ViiV Healthcare unveils Phase III trial results of monthly shots to combat HIV

15th March 2019 (Last Updated August 7th, 2019 14:44)

The results investigated the efficacy and safety of cabotegravir/rilpivirine, the company’s once-monthly injection for treating HIV.

ViiV Healthcare unveils Phase III trial results of monthly shots to combat HIV

UK-based pharmaceutical company ViiV Healthcare published the results from its two pivotal Phase III trials of its monthly HIV injection treatment at the 2019 Conference on Retroviruses and Opportunistic Infections (CROI), held on March 4-7 in Seattle, Washington, US.

The results investigated the efficacy and safety of cabotegravir/rilpivirine, the company’s once-monthly injection for treating human immunodeficiency virus (HIV).

HIV injections: ViiV Healthcare trials

Together, the ATLAS and FLAIR studies demonstrated the non-inferior efficacy and safety of cabotegravir/rilpivirine compared with daily antiretroviral therapy (ART) in both treatment-naïve and virally suppressed HIV-1 patients, while also showing patients receiving the once-monthly injection preferred it over daily ART.

With these strong results, GlobalData expects ViiV’s first-in-class injectable regimen to receive US Food and Drug Administration (FDA) approval in early 2020, providing HIV-1 patients with an attractive alternative to daily oral ART.

This latest two-drug ART from ViiV combines its investigational, long-acting integrase inhibitor (INI), cabotegravir, with Janssen’s non-nucleoside reverse transcriptase inhibitor (NNRTI), rilpivirine (marketed separately under the brand name Edurant), in an injectable formulation that only requires administration every four weeks.

HIV injections: competition

Facing stiff competition from Gilead Sciences and others, ViiV has differentiated itself in the HIV market by focusing its efforts on developing two-drug, INI-based regimens, for a market long dominated by three- and four-drug regimens; Juluca (dolutegravir/rilpivirine) became the first success of this initiative when it was approved in 2017, and the company submitted the dolutegravir/lamivudine single-tablet regimen (STR) for regulatory approval in late 2018.

The comprehensive results published from the FLAIR study demonstrated that cabotegravir/rilpivirine was non-inferior in the viral suppression (HIV RNA <50 copies/ml) of treatment-naïve HIV-1 patients, compared with a once-daily regimen of Tivicay (dolutegravir) plus two nucleoside reverse transcriptase inhibitors (NRTIs).

These strong results in treatment-naïve patients will allow ViiV to pursue a broader label for cabotegravir/rilpivirine compared with that of Juluca, which can only be prescribed to virally suppressed patients. Trial participants also stated significantly higher satisfaction with the long-acting injectable regimen compared to their previous oral therapies, with 86.4% and 90.8% of ATLAS and FLAIR participants, respectively, preferring the injectable over once-daily, oral ART.
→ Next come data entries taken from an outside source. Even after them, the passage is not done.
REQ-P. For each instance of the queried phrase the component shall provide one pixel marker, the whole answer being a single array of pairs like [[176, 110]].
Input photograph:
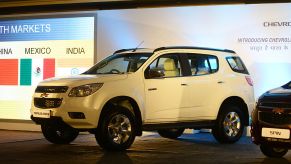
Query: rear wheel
[[59, 134], [171, 133], [272, 151], [229, 127], [116, 130]]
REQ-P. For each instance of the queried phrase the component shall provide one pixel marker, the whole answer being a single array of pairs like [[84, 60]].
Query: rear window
[[237, 65]]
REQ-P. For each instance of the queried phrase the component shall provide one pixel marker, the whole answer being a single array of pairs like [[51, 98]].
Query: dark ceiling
[[36, 6]]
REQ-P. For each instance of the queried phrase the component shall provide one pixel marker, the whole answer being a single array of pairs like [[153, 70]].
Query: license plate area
[[42, 114], [276, 133]]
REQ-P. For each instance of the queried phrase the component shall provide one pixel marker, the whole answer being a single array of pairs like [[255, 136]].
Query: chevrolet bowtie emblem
[[43, 95], [278, 110]]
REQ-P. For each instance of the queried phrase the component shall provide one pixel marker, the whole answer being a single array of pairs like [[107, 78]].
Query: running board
[[191, 125]]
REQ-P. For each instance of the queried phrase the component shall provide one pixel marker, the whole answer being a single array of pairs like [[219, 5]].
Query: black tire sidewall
[[219, 132], [102, 135]]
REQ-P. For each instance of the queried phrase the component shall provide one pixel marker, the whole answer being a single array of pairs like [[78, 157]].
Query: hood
[[73, 81], [280, 90]]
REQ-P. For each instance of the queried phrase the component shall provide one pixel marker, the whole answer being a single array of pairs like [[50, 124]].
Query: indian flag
[[32, 71]]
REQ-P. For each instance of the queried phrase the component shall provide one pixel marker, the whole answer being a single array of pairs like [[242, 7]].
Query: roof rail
[[129, 49], [188, 47]]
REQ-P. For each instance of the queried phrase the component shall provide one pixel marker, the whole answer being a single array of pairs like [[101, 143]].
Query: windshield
[[119, 64]]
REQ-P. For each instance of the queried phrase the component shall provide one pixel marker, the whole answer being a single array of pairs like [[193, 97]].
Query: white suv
[[167, 89]]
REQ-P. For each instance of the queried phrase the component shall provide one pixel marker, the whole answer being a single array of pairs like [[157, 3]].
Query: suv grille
[[47, 102], [275, 118], [51, 89]]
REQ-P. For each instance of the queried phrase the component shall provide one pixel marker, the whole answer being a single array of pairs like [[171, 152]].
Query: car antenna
[[137, 46]]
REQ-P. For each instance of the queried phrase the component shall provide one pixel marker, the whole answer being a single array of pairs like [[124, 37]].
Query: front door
[[164, 95]]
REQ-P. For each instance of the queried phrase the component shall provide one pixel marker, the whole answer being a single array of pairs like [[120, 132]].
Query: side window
[[169, 64], [237, 65], [202, 64]]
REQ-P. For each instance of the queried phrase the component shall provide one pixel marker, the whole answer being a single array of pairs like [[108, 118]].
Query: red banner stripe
[[8, 71], [48, 68]]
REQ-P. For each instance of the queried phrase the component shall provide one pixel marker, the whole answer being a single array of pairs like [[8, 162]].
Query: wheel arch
[[128, 103], [239, 102]]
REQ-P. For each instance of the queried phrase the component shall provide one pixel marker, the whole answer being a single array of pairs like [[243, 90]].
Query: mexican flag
[[32, 71], [8, 71]]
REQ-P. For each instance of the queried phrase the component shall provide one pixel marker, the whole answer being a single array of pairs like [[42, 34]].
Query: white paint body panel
[[159, 100]]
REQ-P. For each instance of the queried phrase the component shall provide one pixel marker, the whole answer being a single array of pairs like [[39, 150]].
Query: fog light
[[77, 115]]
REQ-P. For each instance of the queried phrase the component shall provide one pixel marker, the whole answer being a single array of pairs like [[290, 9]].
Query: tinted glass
[[119, 64], [237, 65], [202, 64], [169, 64]]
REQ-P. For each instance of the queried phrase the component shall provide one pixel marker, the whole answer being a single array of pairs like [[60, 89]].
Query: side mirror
[[156, 73]]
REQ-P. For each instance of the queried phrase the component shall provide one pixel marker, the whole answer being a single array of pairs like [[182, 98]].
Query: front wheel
[[171, 133], [272, 151], [59, 134], [116, 130], [229, 126]]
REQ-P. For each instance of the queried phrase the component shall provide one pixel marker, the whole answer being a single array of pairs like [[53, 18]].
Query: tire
[[273, 152], [229, 125], [59, 135], [171, 133], [116, 130]]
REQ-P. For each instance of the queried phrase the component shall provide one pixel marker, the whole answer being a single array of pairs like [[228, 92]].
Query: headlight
[[85, 90]]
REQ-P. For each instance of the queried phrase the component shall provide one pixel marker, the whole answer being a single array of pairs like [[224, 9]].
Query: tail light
[[249, 80]]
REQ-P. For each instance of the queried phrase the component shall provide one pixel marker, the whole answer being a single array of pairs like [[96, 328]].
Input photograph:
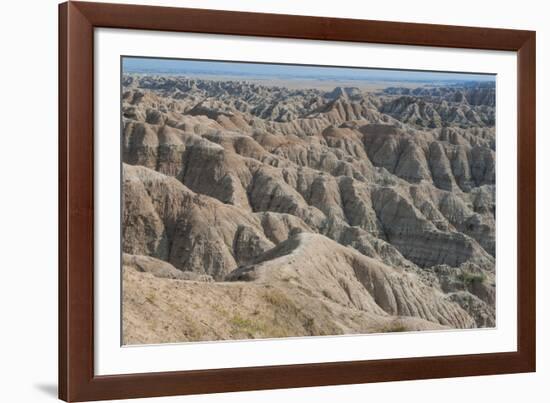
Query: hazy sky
[[178, 66]]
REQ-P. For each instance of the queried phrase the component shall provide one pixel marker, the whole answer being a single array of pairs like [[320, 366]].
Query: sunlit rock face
[[252, 211]]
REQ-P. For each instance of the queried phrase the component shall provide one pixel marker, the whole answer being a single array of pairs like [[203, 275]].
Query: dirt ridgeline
[[254, 212]]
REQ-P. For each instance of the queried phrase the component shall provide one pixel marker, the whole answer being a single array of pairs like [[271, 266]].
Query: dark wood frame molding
[[77, 21]]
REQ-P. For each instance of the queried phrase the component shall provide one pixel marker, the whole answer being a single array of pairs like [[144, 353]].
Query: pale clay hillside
[[253, 211]]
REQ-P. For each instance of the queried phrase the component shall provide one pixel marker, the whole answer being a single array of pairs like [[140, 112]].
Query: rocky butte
[[261, 211]]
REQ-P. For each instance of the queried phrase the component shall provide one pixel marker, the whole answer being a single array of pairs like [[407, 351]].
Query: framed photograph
[[257, 201]]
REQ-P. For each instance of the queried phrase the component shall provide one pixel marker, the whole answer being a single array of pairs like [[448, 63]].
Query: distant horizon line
[[169, 66]]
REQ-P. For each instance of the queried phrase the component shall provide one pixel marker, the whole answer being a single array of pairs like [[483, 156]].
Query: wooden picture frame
[[77, 21]]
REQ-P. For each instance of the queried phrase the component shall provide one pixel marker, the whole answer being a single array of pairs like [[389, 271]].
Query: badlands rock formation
[[255, 211]]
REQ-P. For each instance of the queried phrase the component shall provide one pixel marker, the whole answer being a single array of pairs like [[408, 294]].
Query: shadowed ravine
[[256, 211]]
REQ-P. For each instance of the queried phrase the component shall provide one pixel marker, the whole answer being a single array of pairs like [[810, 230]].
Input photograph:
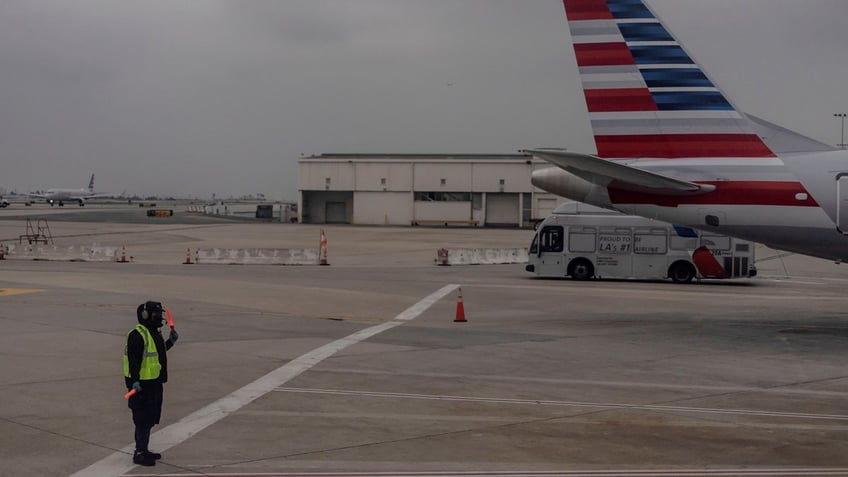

HIV injections: dosing regimen

The route of administration (ROA) and dosing regimen has proved favourable amongst patients, despite 24.7% of injections resulting in mild or moderate injection-site reactions (ISRs), and eight participants withdrawing due to ISRs across both Phase III trials. This alternative ROA, along with the reduced dosing frequency, sets this two-drug combination apart from the currently approved ART regimens.

Given the popularity shown in the trial and a potential boost to compliance rates, ViiV could set a premium price for this first-in-class product. However, there are some reasons for caution – although the long-acting injectable could provide more consistent compliance compared to daily STRs, the risks associated with missing a dose have not been thoroughly researched and could potentially have serious implications for the emergence of resistance or virologic failure.

GlobalData expects that cabotegravir/rilpivirine will achieve approval for the treatment of both treatment-naïve and virally suppressed HIV-1 patients. A broad indication paired with a dosing regimen favoured amongst many patients could result in ViiV’s cabotegravir/rilpivirine achieving blockbuster status within the next five years.

If ViiV is able to capitalise on this product’s unique characteristics, which have a clear emphasis on improving convenience and quality of life for patients receiving ART, it will certainly challenge Gilead’s STRs, notably recently approved Biktarvy (bictegravir/emtricitabine/tenofovir alafenamide [TAF]) and Genvoya (elvitegravir/cobicistat/emtricitabine/TAF).

GlobalData believes the injectable cabotegravir/rilpivirine is a substantial threat to Gilead’s HIV portfolio of STR therapies, and if post-approval studies can demonstrate a viable application for using cabotegravir/rilpivirine for pre-exposure prophylaxis (PrEP), then revenues could soar even higher in the medium- and long-term future.